The Prime Minister defended Tory proposals to curb benefits spending, arguing that unlike Ed Miliband and Nick Clegg he did not think the existing system was "okay".
Finding savings was the only way to protect the NHS and other budgets, he said in an interview with ITV News.
But he added: "Let me be absolutely clear. We are not cutting child benefit, we are keeping child benefit.
"We have announced our plans which is to go on freezing child benefit for a couple more years. But it is an absolutely crucial benefit and with me as Prime Minister it stays."
Pressed on whether that meant there would be "no changes to higher rate, no means testing", Mr Cameron replied: "We had those proposals put to us, we rejected them. They are not right.
"We keep child benefit, we don't cut child benefit."
Challenged again on whether it would be kept "in the current form for the next five years" he said: "I said that last night, I am happy to say it again today."
Mr Cameron said: "If you want a balanced plan you need to reform welfare and get people back to work and reduce the welfare bill. Otherwise you will have to make excessively deep spending reductions in government departments.
"My opponents in this election - Ed Miliband and Nick Clegg - both think the welfare system is okay, don't reform it.
"I don't think it is okay. It's not okay that it still pays some people not to work.

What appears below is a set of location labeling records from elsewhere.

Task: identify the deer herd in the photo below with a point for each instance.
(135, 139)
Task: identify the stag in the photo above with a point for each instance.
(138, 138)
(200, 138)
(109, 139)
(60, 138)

"It is not okay that we have a system where young people can sign on and start a life on welfare. That is not okay."
Mr Cameron used a town hall style meeting at the Leeds offices of Asda this morning to reiterate his warnings about a Labour government supported by the SNP.
He insisted Mr Miliband's statement during last night's BBC Question Time Special that he would not enter coalition or do deals with the nationalists "changed nothing".
"What Ed Miliband said last night changes nothing," he said. "Is he really saying 'If Labour don't get a majority, but Labour and the Scottish National Party is a majority, I won't be prime minister'? Of course he is not saying that.
"So the threat today is the same as the threat yesterday - Ed Miliband propped up by the SNP, not governing on behalf of the whole of the country. That's the problem, and Labour shadow ministers have been out this morning confirming that my view is correct."
Mr Cameron denied he was trying to "de-legitimise" Scottish MPs with his warnings about the "chilling" threat of SNP influence.
Asked whether he was stoking up English nationalism for political purposes, the premier replied: "I am not. I am absolutely not.
"I am just pointing out the consequence of what the polls are saying, which is that the SNP win potentially every seat in Scotland - the consequences for that are a government of the UK of a weak Ed Miliband propped up by the SNP on a vote by vote basis, which would be very bad for the rest of the country.
"Because those SNP MPs - they have got a right to be there, but they do not want our country to be a success. They do not want our country to exist."